Copyright 1998 The New York Times Company
                            March 10, 1998

Interpreting Your Genes' Instructions

The lumbering caterpillar, the strutting peacock, the little girl on a swing -- like all living creatures they are the antithesis of a machine. Yet at the core of their bodies' cells is an instruction tape, written in cold code, as precise and elegant as that in any machine tool or computer.

The task of interpreting the human version of that tape is known as annotation, a process that depends heavily on computer programs with names like BLAST, RepeatMasker and Genscan. The programs apply the best current knowledge about how the human genome is constructed and between them help pinpoint the location of the human genes and their probable roles.

Two curious features of evolution's design are those of non-coding DNA and split genes. Some 97 percent of DNA does not code for genes. It consists of repeated sequences of no known function. The genes that do occur, small islands of sense in an ocean of meaninglessness, are not continuous runs of DNA but are split into an archipelago of separate units known as exons. (The cell trims out the sequence between the exons after it has copied the DNA).

When the annotators at the Genome Sequencing Center in St. Louis receive a new fragment of DNA, they first run a program called BLAST, which checks to see if any foreign DNA, like that of bacteria, has sneaked into the human sequence. Next comes RepeatMasker, a program that consults a data bank of the known repetitive sequences in human DNA and masks them out. The purpose is to save the gene-hunting program that comes next from wasting time fishing in the non-coding ocean.

The gene-hunter, known as Genscan, is a program that looks for exons, the component units of genes. However, Genscan finds far more exons than actually exist, so the annotators try to improve its score with a different source of information known as ESTs.

The EST trick is based on the fact that even though genes can hide from Genescan, they cannot evade the processing machinery of the human cell, which knows very well how to find and transcribe the copies it needs.
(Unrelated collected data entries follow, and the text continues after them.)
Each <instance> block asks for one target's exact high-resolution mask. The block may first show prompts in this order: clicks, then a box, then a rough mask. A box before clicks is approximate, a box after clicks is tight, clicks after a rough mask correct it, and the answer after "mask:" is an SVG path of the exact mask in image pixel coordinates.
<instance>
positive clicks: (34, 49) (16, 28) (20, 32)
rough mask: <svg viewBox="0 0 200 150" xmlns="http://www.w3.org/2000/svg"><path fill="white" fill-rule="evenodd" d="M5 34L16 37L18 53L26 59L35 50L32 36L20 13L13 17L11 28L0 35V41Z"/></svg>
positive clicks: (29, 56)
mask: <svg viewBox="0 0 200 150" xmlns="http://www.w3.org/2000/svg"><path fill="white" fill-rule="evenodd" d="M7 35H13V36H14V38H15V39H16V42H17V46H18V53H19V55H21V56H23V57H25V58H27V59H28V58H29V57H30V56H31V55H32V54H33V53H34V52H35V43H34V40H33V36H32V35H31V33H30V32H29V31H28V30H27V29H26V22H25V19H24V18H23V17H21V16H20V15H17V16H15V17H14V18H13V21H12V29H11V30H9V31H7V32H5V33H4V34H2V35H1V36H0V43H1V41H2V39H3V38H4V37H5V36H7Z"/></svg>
The copies are made in the form of messenger-RNA. The messenger-RNAs can be extracted from living cells and copied back into DNA by the researcher. This complementary DNA, as it is called, can be sequenced in the form of short fragments that are called ESTs, for expressed sequence tags.

The ESTs are immensely valuable in analyzing the genome because as fragments of real genes they can be used to make the actual genes reveal their positions on the DNA. So many ESTs have now been sequenced that most, though probably not all, human genes have been sampled.

Thus if Genescan predicts a set of exons for which no ESTs are known, the annotators generally assume it is a spurious hit. Exons whose sequence matches ESTs are almost certainly part of a true gene.

When likely genes are located, the annotators again run BLAST, which searches the data bases for any similar genes in other species. Because of the unity of evolution, most human genes have counterparts in lower organisms, many of which have now been sequenced and their roles ascertained.

Warren Gish, chief annotator at the St. Louis center and a leading author of BLAST, recounted how the center had recently located the human equivalent of the hox genes, master genes that were found in fruit flies to guide the development of the embryo. One set of human hox genes lies in a cluster on chromosome 7, the St. Louis center's chief target.

If the annotators have the most fun, the mappers who work at the initial stage of the sequencing process probably have the most frustration, since theirs is still the least settled of the operations.

The first step in genome analysis is to extract the entire DNA from a source such as sperm. Then the material is broken into reproducible fragments with a class of bacterial enzymes that cleave DNA at specific sequences. Each fragment is amplified by being inserted into a bacterium that multiplies many times.

Each batch of bacteria, with its amplified human DNA fragment, is called a clone. The mappers must select a set of clones with overlapping fragments that between them span the entire length of the target human chromosome. How to tell one clone from another? Hundreds of distinctive short regions of DNA, known as markers, must be generated all along the length of the chromosome. With the markers, the mappers can in principle arrange the clones in the right order, producing what is called a sequence-ready map, a set of clones ready to hand over to the sequencers.

In practice, there are many gaps, some caused by a lack of appropriate markers, and some by stretches of DNA that failed to be cloned. Dr. John McPherson, the center's head mapper, said there were 300 gaps in his present map of chromosome 7. He is confident he can close all the gaps in time.

"Every gap we have tried to close we have closed," he said.